Basically, I want to extract Device/OS/EmailClient level information on Email Deliveries.

I am aware that, We can fetch this information using data extract activity and other reporting options AFTER THE EMAIL IS OPENED/CLICKED, but I want to extract device information for all email deliveries (including non-engagers).

EXAMPLE: Consider an scenario where an email delivered to 5000 users, out of which 1000 users are opened/clicked. I can able to fetch device level data for those 1000 engaged users, but not for remaining 4000 delivered users

Is there any option in SFMC to extract device/OS level information for email deliveries.

  • 2
    Welcome to Salesforce Stack Exchange (SFSE)! I don't know the answer to your question, but I sure hope that it is "No!"
    – Moonpie
    Dec 2, 2021 at 11:49
  • 1
    How do you imagine this being done? E.g. my Gmail account is regularly accessed on: 1: my Gmail app on iPhone, 2: on Gmail.com, 3: in Mail on OS X. When the email is delivered, which client should then be shown? There is a good and logical reason for, why the client information is being provided only on opens. Dec 2, 2021 at 13:34

1 Answer 1


There is no technical handshake to ascertain whether an email has been delivered, or where it ended up (junk, inbox, gmail promotions tab...).

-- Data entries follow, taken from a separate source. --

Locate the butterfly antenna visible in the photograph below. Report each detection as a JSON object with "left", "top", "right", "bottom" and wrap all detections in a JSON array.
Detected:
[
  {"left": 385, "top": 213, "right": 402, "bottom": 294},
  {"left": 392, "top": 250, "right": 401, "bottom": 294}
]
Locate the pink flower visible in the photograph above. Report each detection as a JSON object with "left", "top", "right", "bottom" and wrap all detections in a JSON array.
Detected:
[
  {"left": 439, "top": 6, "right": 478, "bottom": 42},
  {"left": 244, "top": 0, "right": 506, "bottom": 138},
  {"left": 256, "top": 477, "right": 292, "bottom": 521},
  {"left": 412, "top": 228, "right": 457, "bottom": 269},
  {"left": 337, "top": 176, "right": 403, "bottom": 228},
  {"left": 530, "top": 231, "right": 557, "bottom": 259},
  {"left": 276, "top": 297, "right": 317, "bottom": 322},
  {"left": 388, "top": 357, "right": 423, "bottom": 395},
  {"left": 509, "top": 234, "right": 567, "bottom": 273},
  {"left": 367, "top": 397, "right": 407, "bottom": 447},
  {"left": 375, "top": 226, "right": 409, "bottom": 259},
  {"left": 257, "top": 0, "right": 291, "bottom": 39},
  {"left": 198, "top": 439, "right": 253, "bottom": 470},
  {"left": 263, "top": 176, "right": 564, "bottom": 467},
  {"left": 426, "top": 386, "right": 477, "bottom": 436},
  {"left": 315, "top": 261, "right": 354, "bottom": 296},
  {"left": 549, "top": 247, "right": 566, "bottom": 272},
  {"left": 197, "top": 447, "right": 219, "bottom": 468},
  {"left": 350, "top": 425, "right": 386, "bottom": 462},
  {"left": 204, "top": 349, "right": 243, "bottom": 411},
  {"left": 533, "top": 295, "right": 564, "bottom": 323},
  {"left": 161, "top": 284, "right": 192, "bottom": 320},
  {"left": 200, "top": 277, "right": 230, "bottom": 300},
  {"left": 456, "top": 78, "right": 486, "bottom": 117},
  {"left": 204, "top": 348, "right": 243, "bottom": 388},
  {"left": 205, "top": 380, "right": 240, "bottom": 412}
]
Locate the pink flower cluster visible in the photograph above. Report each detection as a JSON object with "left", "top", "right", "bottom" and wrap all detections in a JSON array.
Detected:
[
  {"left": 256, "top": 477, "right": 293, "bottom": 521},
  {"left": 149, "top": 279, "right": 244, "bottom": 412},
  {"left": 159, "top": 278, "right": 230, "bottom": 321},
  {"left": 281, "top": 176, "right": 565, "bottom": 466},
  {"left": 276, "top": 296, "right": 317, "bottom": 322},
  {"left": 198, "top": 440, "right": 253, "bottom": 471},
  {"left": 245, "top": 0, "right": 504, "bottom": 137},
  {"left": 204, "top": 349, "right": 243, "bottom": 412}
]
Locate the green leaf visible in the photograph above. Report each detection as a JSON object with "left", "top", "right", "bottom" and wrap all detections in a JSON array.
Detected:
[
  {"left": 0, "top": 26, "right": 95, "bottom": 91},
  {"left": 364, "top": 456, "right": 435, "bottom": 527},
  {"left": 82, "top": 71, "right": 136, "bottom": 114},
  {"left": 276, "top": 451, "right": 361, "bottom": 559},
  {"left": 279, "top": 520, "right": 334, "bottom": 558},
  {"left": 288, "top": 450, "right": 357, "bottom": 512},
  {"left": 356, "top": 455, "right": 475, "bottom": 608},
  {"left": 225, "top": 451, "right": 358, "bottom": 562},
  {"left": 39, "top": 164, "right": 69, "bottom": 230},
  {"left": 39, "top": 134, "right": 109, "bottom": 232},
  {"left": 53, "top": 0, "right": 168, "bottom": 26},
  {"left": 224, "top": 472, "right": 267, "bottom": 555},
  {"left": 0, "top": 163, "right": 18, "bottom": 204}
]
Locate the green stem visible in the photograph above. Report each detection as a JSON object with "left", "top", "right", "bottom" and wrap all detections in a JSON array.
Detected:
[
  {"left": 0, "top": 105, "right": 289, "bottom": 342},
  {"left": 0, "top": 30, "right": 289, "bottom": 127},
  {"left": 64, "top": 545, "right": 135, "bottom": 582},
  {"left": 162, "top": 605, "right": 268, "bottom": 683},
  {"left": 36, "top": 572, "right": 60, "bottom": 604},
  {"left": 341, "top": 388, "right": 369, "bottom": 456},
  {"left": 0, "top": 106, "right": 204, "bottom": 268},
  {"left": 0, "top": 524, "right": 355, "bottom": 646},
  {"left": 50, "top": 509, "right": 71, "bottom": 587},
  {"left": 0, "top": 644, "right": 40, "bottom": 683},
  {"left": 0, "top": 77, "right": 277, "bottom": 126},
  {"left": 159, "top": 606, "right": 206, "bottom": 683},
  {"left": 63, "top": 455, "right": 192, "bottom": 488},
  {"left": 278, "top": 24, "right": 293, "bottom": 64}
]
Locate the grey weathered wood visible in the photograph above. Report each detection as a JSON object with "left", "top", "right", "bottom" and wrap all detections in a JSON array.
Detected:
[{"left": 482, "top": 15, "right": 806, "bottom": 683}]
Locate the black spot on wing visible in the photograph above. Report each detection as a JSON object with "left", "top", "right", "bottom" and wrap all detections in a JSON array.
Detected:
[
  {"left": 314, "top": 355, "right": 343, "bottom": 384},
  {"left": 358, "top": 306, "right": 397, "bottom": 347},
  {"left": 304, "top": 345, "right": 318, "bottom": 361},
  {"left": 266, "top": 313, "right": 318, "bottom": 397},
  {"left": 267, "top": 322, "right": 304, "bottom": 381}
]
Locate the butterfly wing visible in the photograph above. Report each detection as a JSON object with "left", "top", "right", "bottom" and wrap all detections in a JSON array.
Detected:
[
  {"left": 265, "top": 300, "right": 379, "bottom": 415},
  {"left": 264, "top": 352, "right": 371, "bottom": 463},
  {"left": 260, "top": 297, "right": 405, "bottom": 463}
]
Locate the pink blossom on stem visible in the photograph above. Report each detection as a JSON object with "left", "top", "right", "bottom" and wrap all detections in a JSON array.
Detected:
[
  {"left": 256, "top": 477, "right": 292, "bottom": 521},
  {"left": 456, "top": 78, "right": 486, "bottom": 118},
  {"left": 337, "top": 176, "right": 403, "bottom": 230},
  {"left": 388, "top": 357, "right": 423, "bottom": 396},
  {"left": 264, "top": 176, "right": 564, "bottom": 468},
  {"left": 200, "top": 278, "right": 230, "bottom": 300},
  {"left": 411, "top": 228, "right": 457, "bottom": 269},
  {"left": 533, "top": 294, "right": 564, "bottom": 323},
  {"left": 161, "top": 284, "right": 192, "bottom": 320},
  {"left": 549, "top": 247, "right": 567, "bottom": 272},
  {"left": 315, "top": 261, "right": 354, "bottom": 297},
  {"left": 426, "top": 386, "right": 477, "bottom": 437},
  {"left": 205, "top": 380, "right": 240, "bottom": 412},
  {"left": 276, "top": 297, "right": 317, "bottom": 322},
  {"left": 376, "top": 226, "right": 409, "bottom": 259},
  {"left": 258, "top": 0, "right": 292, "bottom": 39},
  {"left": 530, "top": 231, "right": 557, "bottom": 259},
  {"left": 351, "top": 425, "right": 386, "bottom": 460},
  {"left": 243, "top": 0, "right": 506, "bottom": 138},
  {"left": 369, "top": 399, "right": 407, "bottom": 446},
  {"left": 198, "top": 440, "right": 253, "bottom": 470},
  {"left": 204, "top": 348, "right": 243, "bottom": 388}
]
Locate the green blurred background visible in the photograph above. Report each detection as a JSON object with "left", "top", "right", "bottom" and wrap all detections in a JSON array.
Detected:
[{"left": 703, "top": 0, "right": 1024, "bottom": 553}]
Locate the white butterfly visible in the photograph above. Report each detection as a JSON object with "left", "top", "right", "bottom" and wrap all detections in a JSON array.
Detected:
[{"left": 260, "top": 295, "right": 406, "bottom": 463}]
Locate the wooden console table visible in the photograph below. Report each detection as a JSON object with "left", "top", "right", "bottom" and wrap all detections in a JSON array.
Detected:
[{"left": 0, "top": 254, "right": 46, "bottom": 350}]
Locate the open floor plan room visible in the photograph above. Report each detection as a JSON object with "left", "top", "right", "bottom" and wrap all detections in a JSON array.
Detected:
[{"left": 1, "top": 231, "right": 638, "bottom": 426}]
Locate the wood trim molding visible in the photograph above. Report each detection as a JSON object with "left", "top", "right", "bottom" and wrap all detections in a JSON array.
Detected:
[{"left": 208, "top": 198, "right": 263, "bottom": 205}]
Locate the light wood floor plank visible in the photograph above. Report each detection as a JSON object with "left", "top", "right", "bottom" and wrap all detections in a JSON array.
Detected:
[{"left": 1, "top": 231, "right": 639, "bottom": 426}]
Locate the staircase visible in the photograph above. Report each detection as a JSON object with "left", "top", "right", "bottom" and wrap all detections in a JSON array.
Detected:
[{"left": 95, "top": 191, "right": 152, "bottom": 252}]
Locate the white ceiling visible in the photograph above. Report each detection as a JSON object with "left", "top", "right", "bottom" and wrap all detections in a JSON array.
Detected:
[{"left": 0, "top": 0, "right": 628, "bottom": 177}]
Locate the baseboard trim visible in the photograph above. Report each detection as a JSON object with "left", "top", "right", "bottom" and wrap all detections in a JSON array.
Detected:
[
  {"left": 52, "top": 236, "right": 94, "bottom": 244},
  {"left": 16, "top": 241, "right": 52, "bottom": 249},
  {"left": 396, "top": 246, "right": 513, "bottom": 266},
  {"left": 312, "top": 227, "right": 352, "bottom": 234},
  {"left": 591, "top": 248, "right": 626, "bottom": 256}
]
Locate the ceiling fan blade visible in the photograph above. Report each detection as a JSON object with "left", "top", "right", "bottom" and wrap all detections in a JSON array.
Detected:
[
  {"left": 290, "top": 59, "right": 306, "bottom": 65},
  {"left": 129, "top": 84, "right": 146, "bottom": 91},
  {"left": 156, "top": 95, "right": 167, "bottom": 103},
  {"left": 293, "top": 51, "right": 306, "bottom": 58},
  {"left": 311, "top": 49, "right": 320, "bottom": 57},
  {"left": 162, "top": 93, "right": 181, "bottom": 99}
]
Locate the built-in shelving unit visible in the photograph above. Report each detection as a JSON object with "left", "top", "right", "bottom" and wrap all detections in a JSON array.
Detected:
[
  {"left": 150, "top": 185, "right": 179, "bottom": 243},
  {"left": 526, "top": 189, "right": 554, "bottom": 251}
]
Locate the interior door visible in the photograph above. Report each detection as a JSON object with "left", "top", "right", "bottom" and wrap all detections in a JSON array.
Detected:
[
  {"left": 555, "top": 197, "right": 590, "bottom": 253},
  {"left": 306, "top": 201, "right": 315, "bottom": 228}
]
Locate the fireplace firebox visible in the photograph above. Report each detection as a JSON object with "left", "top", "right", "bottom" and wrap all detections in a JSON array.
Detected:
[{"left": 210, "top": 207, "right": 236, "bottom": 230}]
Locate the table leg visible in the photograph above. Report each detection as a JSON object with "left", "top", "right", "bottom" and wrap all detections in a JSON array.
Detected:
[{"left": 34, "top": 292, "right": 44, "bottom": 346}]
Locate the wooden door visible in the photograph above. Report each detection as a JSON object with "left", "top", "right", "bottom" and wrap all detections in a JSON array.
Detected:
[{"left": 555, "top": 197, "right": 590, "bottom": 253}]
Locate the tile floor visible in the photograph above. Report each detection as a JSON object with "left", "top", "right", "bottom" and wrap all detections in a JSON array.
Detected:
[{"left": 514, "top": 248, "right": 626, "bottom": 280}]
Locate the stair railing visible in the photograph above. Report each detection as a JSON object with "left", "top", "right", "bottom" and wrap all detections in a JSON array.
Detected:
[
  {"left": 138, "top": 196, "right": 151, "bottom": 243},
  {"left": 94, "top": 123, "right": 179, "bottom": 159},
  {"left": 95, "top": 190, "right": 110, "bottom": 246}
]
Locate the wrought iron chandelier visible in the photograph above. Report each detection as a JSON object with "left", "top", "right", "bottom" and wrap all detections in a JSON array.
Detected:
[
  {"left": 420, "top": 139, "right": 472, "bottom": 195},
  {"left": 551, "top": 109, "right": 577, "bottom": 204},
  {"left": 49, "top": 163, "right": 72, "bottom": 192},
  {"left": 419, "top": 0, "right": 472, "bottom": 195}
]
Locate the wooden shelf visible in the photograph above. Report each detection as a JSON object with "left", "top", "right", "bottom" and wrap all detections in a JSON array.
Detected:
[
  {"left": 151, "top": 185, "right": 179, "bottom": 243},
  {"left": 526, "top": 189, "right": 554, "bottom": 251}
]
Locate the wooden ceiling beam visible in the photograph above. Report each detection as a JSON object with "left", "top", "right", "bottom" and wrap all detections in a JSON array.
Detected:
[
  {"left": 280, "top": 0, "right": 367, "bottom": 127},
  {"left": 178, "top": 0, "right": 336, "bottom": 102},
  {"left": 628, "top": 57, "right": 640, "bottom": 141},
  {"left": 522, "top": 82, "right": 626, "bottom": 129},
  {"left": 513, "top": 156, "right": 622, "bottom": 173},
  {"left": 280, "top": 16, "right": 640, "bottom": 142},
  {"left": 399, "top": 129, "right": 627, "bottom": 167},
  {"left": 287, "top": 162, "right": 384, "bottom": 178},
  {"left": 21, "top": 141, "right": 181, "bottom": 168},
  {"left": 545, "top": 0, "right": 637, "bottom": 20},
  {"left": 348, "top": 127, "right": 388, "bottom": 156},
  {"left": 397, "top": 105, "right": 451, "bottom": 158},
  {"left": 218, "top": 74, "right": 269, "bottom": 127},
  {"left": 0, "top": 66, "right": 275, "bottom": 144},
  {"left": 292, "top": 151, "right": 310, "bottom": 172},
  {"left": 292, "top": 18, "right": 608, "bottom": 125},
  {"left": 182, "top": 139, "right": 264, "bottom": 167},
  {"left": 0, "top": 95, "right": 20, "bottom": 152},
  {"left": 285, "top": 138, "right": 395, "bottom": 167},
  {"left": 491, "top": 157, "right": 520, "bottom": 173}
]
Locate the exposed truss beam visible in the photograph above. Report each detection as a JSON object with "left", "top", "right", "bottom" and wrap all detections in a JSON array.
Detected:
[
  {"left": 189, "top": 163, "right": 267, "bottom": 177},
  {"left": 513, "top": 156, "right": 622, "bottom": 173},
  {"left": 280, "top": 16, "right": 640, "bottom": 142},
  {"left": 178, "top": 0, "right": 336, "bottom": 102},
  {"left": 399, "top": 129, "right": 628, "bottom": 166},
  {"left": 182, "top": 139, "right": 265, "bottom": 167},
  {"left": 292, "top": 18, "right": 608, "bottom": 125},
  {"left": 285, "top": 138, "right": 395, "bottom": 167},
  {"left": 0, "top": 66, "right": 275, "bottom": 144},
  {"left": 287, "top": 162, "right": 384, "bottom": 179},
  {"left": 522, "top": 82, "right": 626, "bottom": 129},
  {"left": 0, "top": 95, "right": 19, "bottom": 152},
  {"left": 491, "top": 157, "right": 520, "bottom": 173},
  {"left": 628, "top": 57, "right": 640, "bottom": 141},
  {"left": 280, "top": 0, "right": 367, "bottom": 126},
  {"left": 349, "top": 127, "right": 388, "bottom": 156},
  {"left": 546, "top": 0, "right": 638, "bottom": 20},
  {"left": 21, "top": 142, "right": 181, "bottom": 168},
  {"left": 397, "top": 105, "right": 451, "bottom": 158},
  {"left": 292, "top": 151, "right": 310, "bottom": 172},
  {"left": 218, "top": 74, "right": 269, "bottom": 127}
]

for reference: For opening tracking, an opening tracking pixel (1x1 px sized image) is loaded when someone (a device) loads the images in an email (yes, pre-caching exists, but that IS the opening pixel being loaded), and the server hosting the image reads out the device information from the device accessing the image.

There is no "arrival pixel" that would be similar to an opening pixel, but loaded once a client inbox receives the mail. As stated by Lukas in the comments, it would also not make sense, as "reaching the inbox" has nothing to do with the device(s) used. If it's there, it's usually on, say, a gmail webserver, and you can view it from many devices simultaneously.

So: the sending server normally gets no response back from the probable recipient (like when loading the opening pixel graphic), from which it could read out any client-side data.

It is usually inferred by the lack of a bounce response that the email reached an inbox.

In short: Since we do not even know for sure IF it arrived at all, we also have no idea on anything contextual, like device etc.